# Model evaluation and re-training with TransAxx on CIFAR10 dataset

In this notebook you can evaluate different approximate multipliers on various models.
You can also retrain the model for further accuracy improvement

**Note**:
* Currently, the quantization bitwidth supported is 8bit and supported layers are Conv2d and Linear

* Please make sure you have run the installation steps first

* This example notebook approximates Conv2d layers

In [None]:
from classification.utils import *
device = 'cuda'

## Load dataset

Set your path for the CIFAR10 dataset

'calib dataset' is created from a 10% sample of train data for calibration purposes


In [None]:
val_data, calib_data = cifar10_data_loader(data_path="/workspace/datasets/cifar10_data", batch_size=128)

## Select a pretrained model

In [None]:
# an example repo with cifar10 models. you can use your own (ref: https://github.com/chenyaofo/pytorch-cifar-models)
model = torch.hub.load("chenyaofo/pytorch-cifar-models", 'cifar10_repvgg_a0', pretrained=True).to(device)

## Optional: Evaluate default model


In [None]:
top1 = evaluate_cifar10(model, val_data, device = device)

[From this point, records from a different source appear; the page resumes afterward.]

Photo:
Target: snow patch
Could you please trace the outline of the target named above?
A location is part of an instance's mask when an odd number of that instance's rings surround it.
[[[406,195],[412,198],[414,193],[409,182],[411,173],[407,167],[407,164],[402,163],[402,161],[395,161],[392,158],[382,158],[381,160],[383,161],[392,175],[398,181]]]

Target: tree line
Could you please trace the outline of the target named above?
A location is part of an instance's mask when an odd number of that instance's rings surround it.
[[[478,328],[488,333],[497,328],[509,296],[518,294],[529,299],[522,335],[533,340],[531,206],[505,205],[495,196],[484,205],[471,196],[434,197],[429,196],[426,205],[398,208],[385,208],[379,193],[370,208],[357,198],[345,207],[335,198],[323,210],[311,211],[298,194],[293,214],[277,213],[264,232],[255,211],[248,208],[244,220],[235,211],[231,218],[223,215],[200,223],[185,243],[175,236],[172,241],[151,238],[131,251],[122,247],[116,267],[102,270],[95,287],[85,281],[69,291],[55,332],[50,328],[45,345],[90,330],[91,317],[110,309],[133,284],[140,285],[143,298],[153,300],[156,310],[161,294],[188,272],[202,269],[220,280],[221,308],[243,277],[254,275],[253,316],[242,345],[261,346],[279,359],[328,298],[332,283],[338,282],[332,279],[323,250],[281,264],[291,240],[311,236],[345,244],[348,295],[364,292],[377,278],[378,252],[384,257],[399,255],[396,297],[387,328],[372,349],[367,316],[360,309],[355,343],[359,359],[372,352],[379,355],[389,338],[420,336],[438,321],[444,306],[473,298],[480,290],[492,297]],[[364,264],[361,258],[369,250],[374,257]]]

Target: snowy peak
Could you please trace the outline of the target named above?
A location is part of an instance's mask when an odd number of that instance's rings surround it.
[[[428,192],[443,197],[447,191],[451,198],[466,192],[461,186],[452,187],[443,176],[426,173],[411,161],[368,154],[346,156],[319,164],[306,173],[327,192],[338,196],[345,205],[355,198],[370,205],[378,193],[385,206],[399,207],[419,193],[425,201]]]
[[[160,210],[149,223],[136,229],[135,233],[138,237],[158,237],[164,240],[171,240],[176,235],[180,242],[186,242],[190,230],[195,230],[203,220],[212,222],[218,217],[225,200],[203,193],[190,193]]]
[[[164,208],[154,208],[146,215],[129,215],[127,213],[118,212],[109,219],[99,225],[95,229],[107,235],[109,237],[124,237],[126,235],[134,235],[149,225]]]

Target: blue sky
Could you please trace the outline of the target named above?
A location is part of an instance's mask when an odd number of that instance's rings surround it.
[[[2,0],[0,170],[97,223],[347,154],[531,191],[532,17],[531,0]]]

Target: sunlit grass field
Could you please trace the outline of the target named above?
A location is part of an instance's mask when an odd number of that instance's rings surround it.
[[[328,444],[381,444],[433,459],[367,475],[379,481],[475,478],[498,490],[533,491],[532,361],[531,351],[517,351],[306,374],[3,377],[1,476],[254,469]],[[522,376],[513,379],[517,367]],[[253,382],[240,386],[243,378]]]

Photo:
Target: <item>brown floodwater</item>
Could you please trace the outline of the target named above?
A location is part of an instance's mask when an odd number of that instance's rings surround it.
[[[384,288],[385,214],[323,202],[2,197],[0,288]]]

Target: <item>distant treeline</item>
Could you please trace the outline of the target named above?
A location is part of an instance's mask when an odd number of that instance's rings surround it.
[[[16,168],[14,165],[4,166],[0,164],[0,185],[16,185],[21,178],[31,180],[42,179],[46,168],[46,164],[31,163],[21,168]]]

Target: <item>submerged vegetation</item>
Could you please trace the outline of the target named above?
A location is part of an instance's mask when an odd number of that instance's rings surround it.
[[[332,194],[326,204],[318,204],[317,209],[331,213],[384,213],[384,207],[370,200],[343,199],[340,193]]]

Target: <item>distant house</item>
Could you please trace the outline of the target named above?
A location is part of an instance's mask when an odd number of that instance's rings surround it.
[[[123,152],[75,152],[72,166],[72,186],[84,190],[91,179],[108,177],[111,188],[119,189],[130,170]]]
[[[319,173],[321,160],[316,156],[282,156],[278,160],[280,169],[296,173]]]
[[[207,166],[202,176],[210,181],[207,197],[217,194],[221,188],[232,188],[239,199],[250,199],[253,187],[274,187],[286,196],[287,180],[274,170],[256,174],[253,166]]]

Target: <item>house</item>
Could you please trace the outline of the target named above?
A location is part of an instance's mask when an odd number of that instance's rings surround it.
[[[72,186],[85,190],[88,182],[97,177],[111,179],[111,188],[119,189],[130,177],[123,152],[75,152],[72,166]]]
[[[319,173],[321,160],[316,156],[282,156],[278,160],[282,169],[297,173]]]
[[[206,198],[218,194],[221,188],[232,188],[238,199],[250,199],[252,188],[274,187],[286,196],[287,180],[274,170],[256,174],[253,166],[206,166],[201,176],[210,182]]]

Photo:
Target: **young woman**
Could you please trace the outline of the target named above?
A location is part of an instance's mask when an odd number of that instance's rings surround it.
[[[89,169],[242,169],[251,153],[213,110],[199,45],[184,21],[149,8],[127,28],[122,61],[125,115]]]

## Initialize model with axx layers


In [None]:
# get conv2d layers to approximate
conv2d_layers = [(name, module) for name, module in model.named_modules() if (isinstance(module, torch.nn.Conv2d) or isinstance(module, AdaptConv2D)) and ("head" not in name and "reduction" not in name)]

In [None]:
len(conv2d_layers)

In [None]:
# Initialize model with all required approximate multipliers for axx layers. 
# No explicit assignment needed; this step JIT compiles all upcoming multipliers

axx_list = [{'axx_mult' : 'mul8s_acc', 'axx_power' : 1.0, 'quant_bits' : 8, 'fake_quant' : False}]*len(conv2d_layers)
axx_list[3:4] = [{'axx_mult' : 'mul8s_1L2H', 'axx_power' : 0.7082, 'quant_bits' : 8, 'fake_quant' : False}] * 1

start = time.time()
replace_conv_layers(model,  AdaptConv2D, axx_list, 0, 0, layer_count=[0], returned_power = [0], initialize = True)  
print('Time to compile cuda extensions: ', time.time()-start)

In [None]:
# measure flops of model and compute 'flops' in every layer

import io
from classification.ptflops import get_model_complexity_info
from classification.ptflops.pytorch_ops import linear_flops_counter_hook
from classification.ptflops.pytorch_ops import conv_flops_counter_hook

#hook our custom axx_layers in the appropriate flop counters, i.e. AdaptConv2D : conv_flops_counter_hook
with torch.cuda.device(0):
    total_macs, total_params, layer_specs = get_model_complexity_info(model, (3, 32, 32),as_strings=False, print_per_layer_stat=True,
                                                          custom_modules_hooks={AdaptConv2D : conv_flops_counter_hook}, 
                                                          param_units='M', flops_units='MMac',
                                                          verbose=True)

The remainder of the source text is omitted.